Beckenblockade schrieb:


> Kauft den Kram online - so musst du garnicht mit deiner peinlichen Mutter das Haus verlassen.



ich denk nicht das seine Mutter ihm erlaubt irgendwelche sachen Online zu bestellen.
Wenn er sie nochnichtmal alleine im Laden kaufen darf..


----------



## Alkopopsteuer (26. Mai 2010)

Dominau schrieb:


> ich denk nicht das seine Mutter ihm erlaubt irgendwelche sachen Online zu bestellen.
> Wenn er sie nochnichtmal alleine im Laden kaufen darf..



Das Problem ist, seine Mutter sitzt am längeren Arm. Selbst wenner selbst Geld verdient und sich die Sachen kauft, dann werden sie immer noch von seiner Mutter gewaschen. Und wie schnell verschwindet dann mal zufällig etwas.
Seine Mutter hat wohl ein Problem damti loszulassen...dann will sie wenigstens noch bei der Kleidung festhalten.
Auf jeden Fall mit ihr reden. Auch eine aussenstehende Person mti einbeziehen.


----------



## sympathisant (26. Mai 2010)

nur wenn man sich die sachen vom selbst erarbeitetn geld gekauft hat (auch ne art zu zeigen, dass man erwachsen wird), dann hat man auf jeden fall ne stärkeres argument als nur "ich will aber" und "die anderen machen ja auch".

wobei ich nicht in abrede stellen will, dass man in de alter auch ohne dass sein kind arbeitet ihm wenigstens das zugestehen sollte. gehört schliesslich auch zur entwicklung der persönlichkeit sein aussehen festzulegen.

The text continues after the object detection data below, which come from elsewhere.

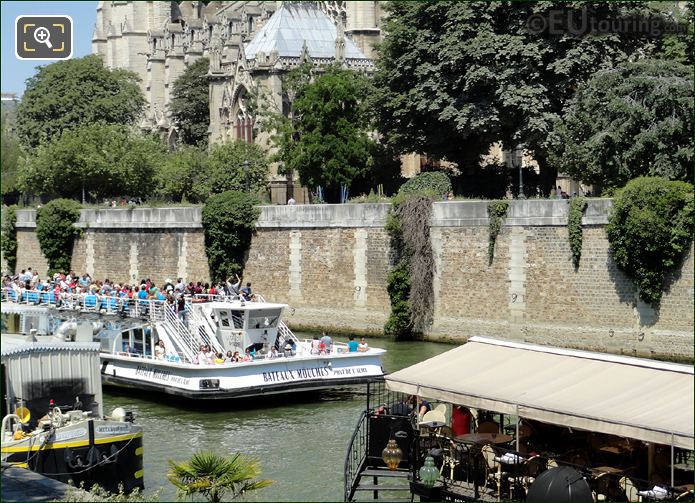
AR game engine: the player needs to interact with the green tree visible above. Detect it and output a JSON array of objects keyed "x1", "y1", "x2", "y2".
[
  {"x1": 553, "y1": 60, "x2": 694, "y2": 188},
  {"x1": 20, "y1": 123, "x2": 165, "y2": 201},
  {"x1": 157, "y1": 145, "x2": 207, "y2": 202},
  {"x1": 193, "y1": 141, "x2": 269, "y2": 201},
  {"x1": 606, "y1": 177, "x2": 695, "y2": 304},
  {"x1": 277, "y1": 67, "x2": 375, "y2": 200},
  {"x1": 372, "y1": 1, "x2": 668, "y2": 191},
  {"x1": 169, "y1": 58, "x2": 210, "y2": 145},
  {"x1": 202, "y1": 190, "x2": 261, "y2": 281},
  {"x1": 167, "y1": 451, "x2": 272, "y2": 503},
  {"x1": 17, "y1": 55, "x2": 145, "y2": 148},
  {"x1": 36, "y1": 199, "x2": 81, "y2": 274},
  {"x1": 0, "y1": 108, "x2": 24, "y2": 202}
]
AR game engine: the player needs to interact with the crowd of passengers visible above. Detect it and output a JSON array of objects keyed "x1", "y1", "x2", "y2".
[{"x1": 2, "y1": 267, "x2": 256, "y2": 307}]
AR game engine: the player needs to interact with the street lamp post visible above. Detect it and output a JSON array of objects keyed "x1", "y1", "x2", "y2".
[
  {"x1": 241, "y1": 161, "x2": 249, "y2": 192},
  {"x1": 512, "y1": 143, "x2": 526, "y2": 199}
]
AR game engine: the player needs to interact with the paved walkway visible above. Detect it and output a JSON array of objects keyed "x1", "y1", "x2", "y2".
[{"x1": 2, "y1": 465, "x2": 94, "y2": 501}]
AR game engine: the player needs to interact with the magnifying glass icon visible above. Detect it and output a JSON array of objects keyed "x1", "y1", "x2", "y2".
[{"x1": 34, "y1": 26, "x2": 53, "y2": 49}]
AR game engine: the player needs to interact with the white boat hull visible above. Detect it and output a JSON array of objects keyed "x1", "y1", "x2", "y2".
[{"x1": 101, "y1": 349, "x2": 385, "y2": 400}]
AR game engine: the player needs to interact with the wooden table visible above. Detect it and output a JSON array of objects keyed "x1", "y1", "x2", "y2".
[{"x1": 454, "y1": 433, "x2": 514, "y2": 444}]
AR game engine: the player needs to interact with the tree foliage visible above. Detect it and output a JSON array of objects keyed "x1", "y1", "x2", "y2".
[
  {"x1": 17, "y1": 55, "x2": 145, "y2": 148},
  {"x1": 198, "y1": 141, "x2": 269, "y2": 201},
  {"x1": 169, "y1": 58, "x2": 210, "y2": 145},
  {"x1": 0, "y1": 206, "x2": 17, "y2": 274},
  {"x1": 202, "y1": 190, "x2": 260, "y2": 281},
  {"x1": 0, "y1": 107, "x2": 24, "y2": 203},
  {"x1": 36, "y1": 199, "x2": 81, "y2": 274},
  {"x1": 553, "y1": 60, "x2": 694, "y2": 188},
  {"x1": 606, "y1": 177, "x2": 695, "y2": 304},
  {"x1": 567, "y1": 197, "x2": 587, "y2": 270},
  {"x1": 372, "y1": 1, "x2": 668, "y2": 192},
  {"x1": 398, "y1": 171, "x2": 451, "y2": 197},
  {"x1": 276, "y1": 67, "x2": 374, "y2": 200},
  {"x1": 167, "y1": 451, "x2": 272, "y2": 503},
  {"x1": 157, "y1": 145, "x2": 207, "y2": 203},
  {"x1": 20, "y1": 123, "x2": 165, "y2": 201}
]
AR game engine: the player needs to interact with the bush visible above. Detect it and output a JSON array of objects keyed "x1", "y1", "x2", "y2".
[
  {"x1": 203, "y1": 190, "x2": 261, "y2": 281},
  {"x1": 36, "y1": 199, "x2": 82, "y2": 274},
  {"x1": 1, "y1": 206, "x2": 17, "y2": 274},
  {"x1": 398, "y1": 171, "x2": 452, "y2": 196},
  {"x1": 606, "y1": 177, "x2": 695, "y2": 304}
]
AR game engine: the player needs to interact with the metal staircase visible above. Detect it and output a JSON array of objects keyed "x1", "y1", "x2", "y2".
[{"x1": 344, "y1": 411, "x2": 412, "y2": 503}]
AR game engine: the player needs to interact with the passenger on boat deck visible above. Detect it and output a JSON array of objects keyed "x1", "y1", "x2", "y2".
[
  {"x1": 240, "y1": 283, "x2": 256, "y2": 302},
  {"x1": 154, "y1": 339, "x2": 166, "y2": 360},
  {"x1": 319, "y1": 332, "x2": 333, "y2": 355},
  {"x1": 193, "y1": 344, "x2": 208, "y2": 365},
  {"x1": 205, "y1": 344, "x2": 217, "y2": 365},
  {"x1": 311, "y1": 335, "x2": 321, "y2": 355},
  {"x1": 357, "y1": 337, "x2": 369, "y2": 351},
  {"x1": 227, "y1": 274, "x2": 241, "y2": 295}
]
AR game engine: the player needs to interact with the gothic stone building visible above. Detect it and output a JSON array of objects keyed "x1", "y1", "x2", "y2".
[{"x1": 92, "y1": 1, "x2": 383, "y2": 203}]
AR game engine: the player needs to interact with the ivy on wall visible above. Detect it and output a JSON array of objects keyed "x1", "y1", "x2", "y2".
[
  {"x1": 487, "y1": 201, "x2": 509, "y2": 265},
  {"x1": 606, "y1": 177, "x2": 695, "y2": 304},
  {"x1": 567, "y1": 197, "x2": 587, "y2": 271},
  {"x1": 202, "y1": 190, "x2": 261, "y2": 281},
  {"x1": 1, "y1": 205, "x2": 17, "y2": 274},
  {"x1": 384, "y1": 172, "x2": 451, "y2": 339},
  {"x1": 36, "y1": 199, "x2": 82, "y2": 275}
]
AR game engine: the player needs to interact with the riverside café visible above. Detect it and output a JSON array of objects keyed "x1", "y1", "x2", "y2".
[{"x1": 386, "y1": 337, "x2": 695, "y2": 501}]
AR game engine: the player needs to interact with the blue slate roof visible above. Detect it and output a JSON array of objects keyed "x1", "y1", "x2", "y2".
[{"x1": 245, "y1": 2, "x2": 368, "y2": 60}]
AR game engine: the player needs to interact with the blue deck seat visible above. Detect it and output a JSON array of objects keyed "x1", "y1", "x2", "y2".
[{"x1": 84, "y1": 294, "x2": 97, "y2": 309}]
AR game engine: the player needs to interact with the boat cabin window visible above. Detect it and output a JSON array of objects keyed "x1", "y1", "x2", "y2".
[
  {"x1": 130, "y1": 328, "x2": 145, "y2": 355},
  {"x1": 249, "y1": 311, "x2": 280, "y2": 328},
  {"x1": 217, "y1": 311, "x2": 244, "y2": 330}
]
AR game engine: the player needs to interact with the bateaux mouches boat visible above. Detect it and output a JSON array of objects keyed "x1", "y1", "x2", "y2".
[
  {"x1": 0, "y1": 330, "x2": 144, "y2": 492},
  {"x1": 1, "y1": 295, "x2": 386, "y2": 400}
]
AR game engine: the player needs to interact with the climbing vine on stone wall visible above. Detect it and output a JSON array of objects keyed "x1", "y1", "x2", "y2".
[
  {"x1": 567, "y1": 197, "x2": 587, "y2": 270},
  {"x1": 202, "y1": 190, "x2": 261, "y2": 281},
  {"x1": 2, "y1": 206, "x2": 17, "y2": 274},
  {"x1": 36, "y1": 199, "x2": 82, "y2": 274},
  {"x1": 384, "y1": 194, "x2": 434, "y2": 339},
  {"x1": 487, "y1": 201, "x2": 509, "y2": 264},
  {"x1": 606, "y1": 177, "x2": 695, "y2": 304}
]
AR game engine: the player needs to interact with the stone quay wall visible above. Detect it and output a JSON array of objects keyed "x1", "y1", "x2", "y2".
[{"x1": 10, "y1": 199, "x2": 694, "y2": 359}]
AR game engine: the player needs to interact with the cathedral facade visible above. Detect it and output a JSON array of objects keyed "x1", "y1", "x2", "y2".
[{"x1": 92, "y1": 1, "x2": 383, "y2": 150}]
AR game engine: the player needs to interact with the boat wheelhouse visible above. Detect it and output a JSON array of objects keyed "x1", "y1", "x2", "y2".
[
  {"x1": 0, "y1": 334, "x2": 144, "y2": 492},
  {"x1": 1, "y1": 295, "x2": 385, "y2": 400}
]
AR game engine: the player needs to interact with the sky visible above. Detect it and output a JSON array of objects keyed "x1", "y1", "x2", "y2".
[{"x1": 0, "y1": 1, "x2": 97, "y2": 96}]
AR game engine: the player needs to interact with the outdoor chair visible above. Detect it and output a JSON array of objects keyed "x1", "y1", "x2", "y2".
[
  {"x1": 618, "y1": 477, "x2": 642, "y2": 501},
  {"x1": 478, "y1": 421, "x2": 500, "y2": 433},
  {"x1": 508, "y1": 454, "x2": 543, "y2": 500},
  {"x1": 480, "y1": 444, "x2": 507, "y2": 500}
]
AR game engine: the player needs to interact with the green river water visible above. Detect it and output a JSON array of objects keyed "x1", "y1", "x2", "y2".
[{"x1": 104, "y1": 334, "x2": 453, "y2": 501}]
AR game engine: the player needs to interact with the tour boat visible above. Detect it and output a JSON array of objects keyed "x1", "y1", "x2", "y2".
[
  {"x1": 1, "y1": 295, "x2": 386, "y2": 400},
  {"x1": 0, "y1": 330, "x2": 144, "y2": 492}
]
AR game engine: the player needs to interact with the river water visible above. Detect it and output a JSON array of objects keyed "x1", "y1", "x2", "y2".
[{"x1": 104, "y1": 334, "x2": 453, "y2": 501}]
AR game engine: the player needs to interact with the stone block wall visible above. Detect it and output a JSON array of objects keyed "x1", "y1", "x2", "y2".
[{"x1": 10, "y1": 200, "x2": 695, "y2": 359}]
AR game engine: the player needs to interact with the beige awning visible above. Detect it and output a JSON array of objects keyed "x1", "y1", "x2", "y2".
[{"x1": 386, "y1": 337, "x2": 695, "y2": 450}]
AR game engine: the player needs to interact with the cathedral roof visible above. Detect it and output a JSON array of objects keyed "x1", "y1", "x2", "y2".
[{"x1": 245, "y1": 2, "x2": 368, "y2": 59}]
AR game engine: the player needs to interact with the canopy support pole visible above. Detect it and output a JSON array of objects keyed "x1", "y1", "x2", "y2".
[{"x1": 516, "y1": 404, "x2": 520, "y2": 452}]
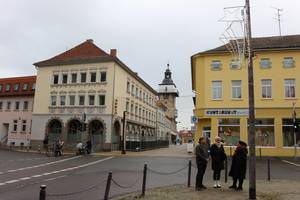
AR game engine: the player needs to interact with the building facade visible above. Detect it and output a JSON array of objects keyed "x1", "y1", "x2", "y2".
[
  {"x1": 191, "y1": 35, "x2": 300, "y2": 156},
  {"x1": 31, "y1": 40, "x2": 157, "y2": 151},
  {"x1": 0, "y1": 76, "x2": 36, "y2": 146}
]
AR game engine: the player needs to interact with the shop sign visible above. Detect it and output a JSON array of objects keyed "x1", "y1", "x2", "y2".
[{"x1": 204, "y1": 109, "x2": 249, "y2": 116}]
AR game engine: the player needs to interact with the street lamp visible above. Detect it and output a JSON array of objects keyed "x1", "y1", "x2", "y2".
[{"x1": 122, "y1": 111, "x2": 127, "y2": 154}]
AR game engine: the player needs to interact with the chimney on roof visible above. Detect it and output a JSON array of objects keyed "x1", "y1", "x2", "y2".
[{"x1": 110, "y1": 49, "x2": 117, "y2": 57}]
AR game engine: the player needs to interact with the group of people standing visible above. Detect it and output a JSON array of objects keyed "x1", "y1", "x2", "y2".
[{"x1": 196, "y1": 136, "x2": 248, "y2": 190}]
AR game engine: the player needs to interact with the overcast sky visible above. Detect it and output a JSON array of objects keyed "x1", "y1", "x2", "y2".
[{"x1": 0, "y1": 0, "x2": 300, "y2": 129}]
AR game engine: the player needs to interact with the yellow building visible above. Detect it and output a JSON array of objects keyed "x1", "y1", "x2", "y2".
[{"x1": 191, "y1": 35, "x2": 300, "y2": 156}]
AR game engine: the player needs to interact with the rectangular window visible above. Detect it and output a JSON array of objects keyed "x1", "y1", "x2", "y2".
[
  {"x1": 126, "y1": 81, "x2": 130, "y2": 93},
  {"x1": 71, "y1": 73, "x2": 77, "y2": 83},
  {"x1": 231, "y1": 80, "x2": 242, "y2": 99},
  {"x1": 284, "y1": 79, "x2": 296, "y2": 98},
  {"x1": 100, "y1": 72, "x2": 106, "y2": 82},
  {"x1": 230, "y1": 59, "x2": 242, "y2": 69},
  {"x1": 6, "y1": 101, "x2": 11, "y2": 110},
  {"x1": 126, "y1": 102, "x2": 129, "y2": 112},
  {"x1": 80, "y1": 73, "x2": 86, "y2": 83},
  {"x1": 79, "y1": 96, "x2": 85, "y2": 106},
  {"x1": 255, "y1": 119, "x2": 275, "y2": 146},
  {"x1": 13, "y1": 120, "x2": 18, "y2": 132},
  {"x1": 5, "y1": 84, "x2": 10, "y2": 92},
  {"x1": 23, "y1": 101, "x2": 28, "y2": 110},
  {"x1": 60, "y1": 96, "x2": 66, "y2": 106},
  {"x1": 89, "y1": 95, "x2": 95, "y2": 106},
  {"x1": 15, "y1": 101, "x2": 20, "y2": 110},
  {"x1": 131, "y1": 84, "x2": 134, "y2": 96},
  {"x1": 91, "y1": 72, "x2": 96, "y2": 83},
  {"x1": 282, "y1": 119, "x2": 300, "y2": 147},
  {"x1": 14, "y1": 83, "x2": 20, "y2": 92},
  {"x1": 69, "y1": 95, "x2": 75, "y2": 106},
  {"x1": 51, "y1": 96, "x2": 56, "y2": 106},
  {"x1": 259, "y1": 58, "x2": 272, "y2": 69},
  {"x1": 210, "y1": 60, "x2": 222, "y2": 70},
  {"x1": 53, "y1": 74, "x2": 58, "y2": 84},
  {"x1": 212, "y1": 81, "x2": 222, "y2": 99},
  {"x1": 22, "y1": 120, "x2": 27, "y2": 132},
  {"x1": 99, "y1": 95, "x2": 105, "y2": 106},
  {"x1": 31, "y1": 83, "x2": 36, "y2": 90},
  {"x1": 282, "y1": 57, "x2": 295, "y2": 68},
  {"x1": 62, "y1": 74, "x2": 68, "y2": 84},
  {"x1": 218, "y1": 118, "x2": 240, "y2": 146},
  {"x1": 23, "y1": 83, "x2": 28, "y2": 91},
  {"x1": 261, "y1": 79, "x2": 272, "y2": 99}
]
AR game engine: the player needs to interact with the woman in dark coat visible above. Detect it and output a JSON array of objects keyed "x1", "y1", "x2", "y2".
[
  {"x1": 229, "y1": 141, "x2": 248, "y2": 190},
  {"x1": 210, "y1": 136, "x2": 226, "y2": 188}
]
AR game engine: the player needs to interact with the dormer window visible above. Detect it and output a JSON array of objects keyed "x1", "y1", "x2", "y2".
[
  {"x1": 282, "y1": 57, "x2": 295, "y2": 68},
  {"x1": 210, "y1": 60, "x2": 222, "y2": 70},
  {"x1": 259, "y1": 58, "x2": 272, "y2": 69}
]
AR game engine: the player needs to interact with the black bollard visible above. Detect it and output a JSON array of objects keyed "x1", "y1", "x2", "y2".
[
  {"x1": 267, "y1": 158, "x2": 271, "y2": 181},
  {"x1": 39, "y1": 185, "x2": 47, "y2": 200},
  {"x1": 142, "y1": 164, "x2": 147, "y2": 196},
  {"x1": 104, "y1": 172, "x2": 112, "y2": 200},
  {"x1": 225, "y1": 157, "x2": 228, "y2": 183},
  {"x1": 188, "y1": 160, "x2": 192, "y2": 187}
]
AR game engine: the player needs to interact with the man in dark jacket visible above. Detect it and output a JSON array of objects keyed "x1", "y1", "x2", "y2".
[
  {"x1": 196, "y1": 137, "x2": 209, "y2": 190},
  {"x1": 229, "y1": 141, "x2": 248, "y2": 190}
]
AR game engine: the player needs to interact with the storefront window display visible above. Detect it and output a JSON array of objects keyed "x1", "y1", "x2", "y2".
[
  {"x1": 282, "y1": 119, "x2": 300, "y2": 147},
  {"x1": 255, "y1": 119, "x2": 275, "y2": 146},
  {"x1": 218, "y1": 118, "x2": 240, "y2": 146}
]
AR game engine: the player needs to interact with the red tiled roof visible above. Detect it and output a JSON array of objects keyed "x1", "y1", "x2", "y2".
[
  {"x1": 0, "y1": 76, "x2": 36, "y2": 97},
  {"x1": 34, "y1": 39, "x2": 111, "y2": 66}
]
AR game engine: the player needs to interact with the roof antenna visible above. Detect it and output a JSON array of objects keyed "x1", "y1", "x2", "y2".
[{"x1": 272, "y1": 7, "x2": 283, "y2": 36}]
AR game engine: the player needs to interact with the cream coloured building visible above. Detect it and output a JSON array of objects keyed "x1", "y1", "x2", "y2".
[{"x1": 31, "y1": 40, "x2": 157, "y2": 151}]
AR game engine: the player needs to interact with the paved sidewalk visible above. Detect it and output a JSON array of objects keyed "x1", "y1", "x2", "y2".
[
  {"x1": 113, "y1": 180, "x2": 300, "y2": 200},
  {"x1": 93, "y1": 144, "x2": 194, "y2": 158}
]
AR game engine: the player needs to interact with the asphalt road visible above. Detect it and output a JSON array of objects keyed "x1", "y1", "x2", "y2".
[{"x1": 0, "y1": 150, "x2": 300, "y2": 200}]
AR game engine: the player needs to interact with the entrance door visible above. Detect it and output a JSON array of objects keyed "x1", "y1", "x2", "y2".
[{"x1": 202, "y1": 126, "x2": 211, "y2": 145}]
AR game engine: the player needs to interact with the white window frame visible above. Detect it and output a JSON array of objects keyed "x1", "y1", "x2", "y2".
[
  {"x1": 211, "y1": 80, "x2": 223, "y2": 100},
  {"x1": 261, "y1": 79, "x2": 272, "y2": 99}
]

aber so verschieden sind eltern. ich geb meiner 16-jährigen seit nem guten jahr ihr geld festes geld für klamotten, damit sie lernt mit ner gewissen summe auszukommen und weil mich das ständige "kaufst du mir das?", "ich brauch noch ein paar schuhe!", "das oberteil ist soooo geil!" erspare .. :-)


----------



## Rikkui (26. Mai 2010)

alfredo1234 schrieb:


> hi an alle,
> 
> ich bin 17 und es wird bei mir langsam wieder zeit mich mit neuen anziehsachen auszustatten. früher musste ich mich meist mit meiner mutter in läden umschauen und alles anprobieren, bis ihr etwas gefiel, doch ich bin der ansicht das ich langsam anfangen sollte selber meine sachen zu kaufen. leider sieht das meine mutter nicht so, sie meint ich würde nicht erkennen ob die kleidung aus gutem oder schlechtem material ist oder ob sie mir passt oder nicht, was ich allerdings anders sehe und sie meint ich würde nur kleidung bekommen wenn ich mit ihr shoppen gehe und ich würde auch nur sachen bekommen, die ihr gefielen. mit ihr überhaupt das haus zusammen zu verlassen war mir schon immer EXTREM unangenehm und wenn ich meine mutter auf dieses thema anspreche, endet es meist so das wir uns nurnoch gegenseitig anschreien, ohne ein ergebnis,
> 
> was meint ihr dazu? könnt ihr mir vielleicht einen guten rat geben?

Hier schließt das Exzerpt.